Semakin ku eratkan rangkulanku. Tak terasa genangan air di pelupuk mataku mulai penuh. Tumpah perlahan melewati kacamata hitamku. Segera ku usap agar Tika dan Mamah tidak melihat linangan air itu.
Lumayan lama kami disana, untungnya cuaca siang hari ini begitu teduh. Sehingga kami nyaman untuk berlama-lama disana.
Ku lihat tulisan batu nisan itu, sudah 12 tahun Tika ditinggalkan oleh Papahnya. Berarti itu terjadi saat Tika masih SMA, 17 tahun. Saat dia baru menginjak masa remajanya. Jadi wajar menurutku jika dia memiliki sisi tegas dan sisi sensitifnya secara bersamaan. Dan aku merasa telah melakukan hal yang paling benar di hidupku untuk menjaganya, menafkahi dan menanggung hidupnya sampai nanti maut memisahkan kami.
Mamah menyentuh pundakku, "Ayo kita pulang."
Aku mengangguk. Mamah mulai berdiri. Tika pun bergerak berdiri terlepas dari rangkulanku.
"Aku bakal jagain Tika dan bahagiain Tika sepanjang hidupnya. Aku janji, " ucapku dalam hati sambil menyentuh batu nisan Papahnya.
Lalu kami pergi berlalu meninggalkan kesedihan dimakam itu.
Disepanjang perjalanan pulang, suasana dalam mobil kembali hening. Tidak ada lagi isakkan tangis yang sempat ku dengar dimakam tadi. Entah apa yang ada dalam pikiran kedua wanita ini. Aku tidak ingin mengacau. Namun tiba-tiba suara perutku mulai meronta kencang. Aku menyipitkan sebelah mataku mencoba menahan bunyi itu, tapi gagal.
Tika menoleh padaku, "Kita mampir makan ya, Mah?"
"Iya boleh, Mamah juga udah lapar," sahut Mamah.
"Mamah mau makan apa?" tanya Tika sambil menoleh ke belakang melihat Mamahnya.
"Em. Terserah kalian aja. Kalian mau nya makan apa?"
"Makan bakar-bakaran mau gak Mah? Sayang?"
"Aku terserah aja, Mamah mau gak?" tanyaku melirik Mamah dikaca spion tengah.
"Iya boleh, asal ada sayurnya aja," sahut Mamah.

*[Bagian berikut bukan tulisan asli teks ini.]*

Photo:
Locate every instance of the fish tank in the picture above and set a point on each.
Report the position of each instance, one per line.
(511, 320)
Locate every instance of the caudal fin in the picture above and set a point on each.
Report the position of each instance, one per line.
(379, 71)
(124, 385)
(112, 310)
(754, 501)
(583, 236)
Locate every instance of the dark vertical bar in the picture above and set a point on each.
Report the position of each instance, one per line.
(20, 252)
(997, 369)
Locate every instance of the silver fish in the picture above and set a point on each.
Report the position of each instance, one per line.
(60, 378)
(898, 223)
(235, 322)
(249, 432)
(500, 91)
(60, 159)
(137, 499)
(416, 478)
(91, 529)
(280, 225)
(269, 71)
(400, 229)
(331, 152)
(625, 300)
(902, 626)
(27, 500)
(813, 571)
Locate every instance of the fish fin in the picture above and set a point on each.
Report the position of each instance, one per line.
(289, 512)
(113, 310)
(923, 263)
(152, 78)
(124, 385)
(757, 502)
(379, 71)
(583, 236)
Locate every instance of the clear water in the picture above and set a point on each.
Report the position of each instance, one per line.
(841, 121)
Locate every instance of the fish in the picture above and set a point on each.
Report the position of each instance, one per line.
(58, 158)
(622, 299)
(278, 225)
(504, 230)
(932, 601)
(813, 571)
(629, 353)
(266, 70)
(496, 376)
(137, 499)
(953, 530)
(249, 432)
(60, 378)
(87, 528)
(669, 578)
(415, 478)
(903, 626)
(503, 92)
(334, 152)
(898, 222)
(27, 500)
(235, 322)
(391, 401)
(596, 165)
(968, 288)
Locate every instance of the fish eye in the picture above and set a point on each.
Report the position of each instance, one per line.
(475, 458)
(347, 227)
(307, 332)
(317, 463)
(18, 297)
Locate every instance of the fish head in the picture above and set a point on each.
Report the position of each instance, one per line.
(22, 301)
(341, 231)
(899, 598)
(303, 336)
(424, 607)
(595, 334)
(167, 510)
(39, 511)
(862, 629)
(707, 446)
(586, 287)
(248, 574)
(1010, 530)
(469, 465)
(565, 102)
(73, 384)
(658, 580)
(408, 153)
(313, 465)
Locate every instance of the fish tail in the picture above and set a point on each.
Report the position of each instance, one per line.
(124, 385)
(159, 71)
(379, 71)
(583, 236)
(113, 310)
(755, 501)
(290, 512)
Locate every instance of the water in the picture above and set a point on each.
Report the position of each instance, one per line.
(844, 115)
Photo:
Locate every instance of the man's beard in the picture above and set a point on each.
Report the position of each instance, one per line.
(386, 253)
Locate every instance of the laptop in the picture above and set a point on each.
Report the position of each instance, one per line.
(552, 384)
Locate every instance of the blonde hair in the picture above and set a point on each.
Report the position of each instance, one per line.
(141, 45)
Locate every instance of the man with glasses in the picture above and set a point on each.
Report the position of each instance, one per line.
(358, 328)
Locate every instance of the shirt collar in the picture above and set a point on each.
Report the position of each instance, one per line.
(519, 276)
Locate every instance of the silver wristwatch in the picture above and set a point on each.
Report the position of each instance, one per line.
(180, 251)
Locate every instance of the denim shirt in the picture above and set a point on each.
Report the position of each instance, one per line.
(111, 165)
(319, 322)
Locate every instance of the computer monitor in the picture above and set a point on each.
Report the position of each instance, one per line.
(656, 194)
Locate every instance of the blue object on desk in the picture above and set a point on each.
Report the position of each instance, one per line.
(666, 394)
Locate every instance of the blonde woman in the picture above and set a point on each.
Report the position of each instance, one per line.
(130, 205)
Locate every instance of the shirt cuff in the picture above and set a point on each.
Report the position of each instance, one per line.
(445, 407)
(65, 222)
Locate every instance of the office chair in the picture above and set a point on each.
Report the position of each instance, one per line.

"Ada dong, Mah," jawab Tika santai lalu kembali dengan posisi duduknya yang benar.
Langsung ku tancapkan gas mobil menuju rumah makan khas bakaran. Dulu aku juga pernah makan disini waktu sama Tika. Bahkan beberapa kali. Dan ternyata aku dan Tika punya salah satu kesamaan yaitu menyukai ikan bakar.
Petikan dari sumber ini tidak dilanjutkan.